基于小型神经网络的癫痫发作预测研究

doi:10.3969/j.issn.1006-7795.2025.01.015

首都医科大学学报 ›› 2025, Vol. 46 ›› Issue (1): 91-98.doi: 10.3969/j.issn.1006-7795.2025.01.015

• 医学图像分析在心脑疾病诊断及预测中的应用 • 上一篇下一篇

基于小型神经网络的癫痫发作预测研究

欧阳慧，李宇堂，娄晓越，刘人硕，孙敬孝，李春林，张旭^*

首都医科大学生物医学工程学院，北京 100069

收稿日期:2024-10-24 出版日期:2025-02-21 发布日期:2025-02-25
通讯作者: 张旭 E-mail:zhangxu@ccmu.edu.cn
基金资助:
国家自然科学基金项目(62171300)。

Study of epileptic seizure prediction based on a small-scale neural network

Ouyang Hui, Li Yutang, Lou Xiaoyue, Liu Renshuo, Sun Jingxiao, Li Chunlin, Zhang Xu^*

School of Biomedical Engineering, Capital Medical University, Beijing 100069, China

Received:2024-10-24 Online:2025-02-21 Published:2025-02-25
Supported by:
This study was supported by the National Natural Science Foundation of China (62171300).

摘要/Abstract

摘要： 目的基于头皮脑电数据，提出一种针对难治性癫痫患者的癫痫发作预测方法并运用人工神经网络模型进行高效预测，以期提升癫痫脑电信号的分类预测效能。方法采用波士顿儿童医院的难治性癫痫患者长时脑电数据库，从脑电同步性、复杂度及能量分布等多个维度提取癫痫发作间期和发作前期的脑电特征，并将这些特征输入人工神经网络模型中进行分类识别，从而实现癫痫的精准预测。通过调整模型参数以优化性能，并与现有的深度学习模型进行对比评估。结果本研究提出的模型准确率为99.29%，精确度为91.44%，灵敏度为96.46%，特异性为99.46%。与当前基于机器学习和深度学习框架的癫痫发作预测研究相比，本研究的模型在分类预测能力上实现了提升，展现了更高的预测准确性。结论通过手动提取癫痫脑电特征并构建人工神经网络模型，实现了对癫痫发作的有效预测。模型具有较高的准确性和稳定性，为辅助临床癫痫治疗和预防提供了可靠的技术支持。

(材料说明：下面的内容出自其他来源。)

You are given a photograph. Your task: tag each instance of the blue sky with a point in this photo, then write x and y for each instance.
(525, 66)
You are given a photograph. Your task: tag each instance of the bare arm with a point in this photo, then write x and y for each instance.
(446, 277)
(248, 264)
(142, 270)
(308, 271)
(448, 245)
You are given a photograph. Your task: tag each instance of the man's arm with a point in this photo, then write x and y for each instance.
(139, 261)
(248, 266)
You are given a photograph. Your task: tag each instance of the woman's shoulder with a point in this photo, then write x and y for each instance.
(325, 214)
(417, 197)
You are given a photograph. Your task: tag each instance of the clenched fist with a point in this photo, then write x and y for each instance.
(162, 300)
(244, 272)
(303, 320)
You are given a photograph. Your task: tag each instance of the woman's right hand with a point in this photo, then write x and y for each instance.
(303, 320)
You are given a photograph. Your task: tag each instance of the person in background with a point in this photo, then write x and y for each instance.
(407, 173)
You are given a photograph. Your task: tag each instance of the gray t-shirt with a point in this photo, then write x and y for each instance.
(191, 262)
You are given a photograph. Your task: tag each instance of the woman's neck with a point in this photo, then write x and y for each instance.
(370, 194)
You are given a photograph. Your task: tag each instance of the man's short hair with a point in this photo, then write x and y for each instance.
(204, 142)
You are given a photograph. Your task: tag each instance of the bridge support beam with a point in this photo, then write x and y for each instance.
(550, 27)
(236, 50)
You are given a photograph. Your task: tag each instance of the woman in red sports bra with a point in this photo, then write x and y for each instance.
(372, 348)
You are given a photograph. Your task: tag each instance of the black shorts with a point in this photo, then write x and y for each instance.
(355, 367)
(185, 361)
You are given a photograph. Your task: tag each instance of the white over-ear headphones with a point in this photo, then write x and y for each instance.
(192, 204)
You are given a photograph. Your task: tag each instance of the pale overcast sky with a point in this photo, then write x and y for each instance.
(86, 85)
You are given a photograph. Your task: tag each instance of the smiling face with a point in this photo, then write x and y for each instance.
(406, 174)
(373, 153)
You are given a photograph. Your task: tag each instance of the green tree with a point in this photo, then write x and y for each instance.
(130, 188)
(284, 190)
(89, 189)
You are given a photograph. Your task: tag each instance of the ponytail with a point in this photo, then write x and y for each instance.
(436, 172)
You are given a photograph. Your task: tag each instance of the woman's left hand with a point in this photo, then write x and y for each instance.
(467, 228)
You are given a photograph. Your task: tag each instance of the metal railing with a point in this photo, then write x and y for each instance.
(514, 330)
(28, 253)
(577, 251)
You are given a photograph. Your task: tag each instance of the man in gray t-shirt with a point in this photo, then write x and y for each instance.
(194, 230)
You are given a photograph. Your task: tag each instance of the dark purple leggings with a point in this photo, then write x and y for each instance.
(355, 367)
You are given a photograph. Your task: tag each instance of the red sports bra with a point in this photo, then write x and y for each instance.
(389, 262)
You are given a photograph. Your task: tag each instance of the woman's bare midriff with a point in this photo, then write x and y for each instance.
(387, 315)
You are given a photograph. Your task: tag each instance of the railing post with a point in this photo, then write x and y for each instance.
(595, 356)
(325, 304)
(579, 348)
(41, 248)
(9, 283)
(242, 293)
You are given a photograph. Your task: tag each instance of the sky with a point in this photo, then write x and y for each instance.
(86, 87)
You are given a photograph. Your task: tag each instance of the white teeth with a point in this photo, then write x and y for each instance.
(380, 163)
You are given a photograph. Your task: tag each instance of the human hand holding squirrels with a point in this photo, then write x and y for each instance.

关键词: 癫痫发作预测, 脑电, 特征提取, 机器学习

Abstract: Objective To explore an epileptic seizure prediction method for patients with refractory epilepsy to improve the classification and prediction efficiency of epileptic electroencephalogram (EEG) signals. Methods The study used the long-term EEG database of patients with intractable epilepsy from Children's Hospital Boston (CHB-MIT). The EEG features of epileptic seizures and preictal periods were extracted from multiple dimensions such as EEG synchronization, complexity, and energy distribution, and then these features were input into the artificial neural network model for classification and identification, thereby achieving accurate prediction of epilepsy. The performance were optimized by adjusting the model parameters, and a comparative evaluation was conducted with existing deep learning models. Results The model proposed in this study showed an accuracy rate of 99.29%, a precision of 91.44%, a sensitivity of 96.46%, and a specificity of 99.46%. Compared with current epilepsy seizure prediction studies based on machine learning or deep learning frameworks, the model in this study improved its classification prediction capabilities and demonstrated higher prediction accuracy. Conclusion An effective prediction of epileptic seizures was achieved by manually extracting epileptic EEG features and constructing an artificial neural network model. The model demonstrated high accuracy and stability, providing reliable technique to support clinical treatment and prevention of epilepsy.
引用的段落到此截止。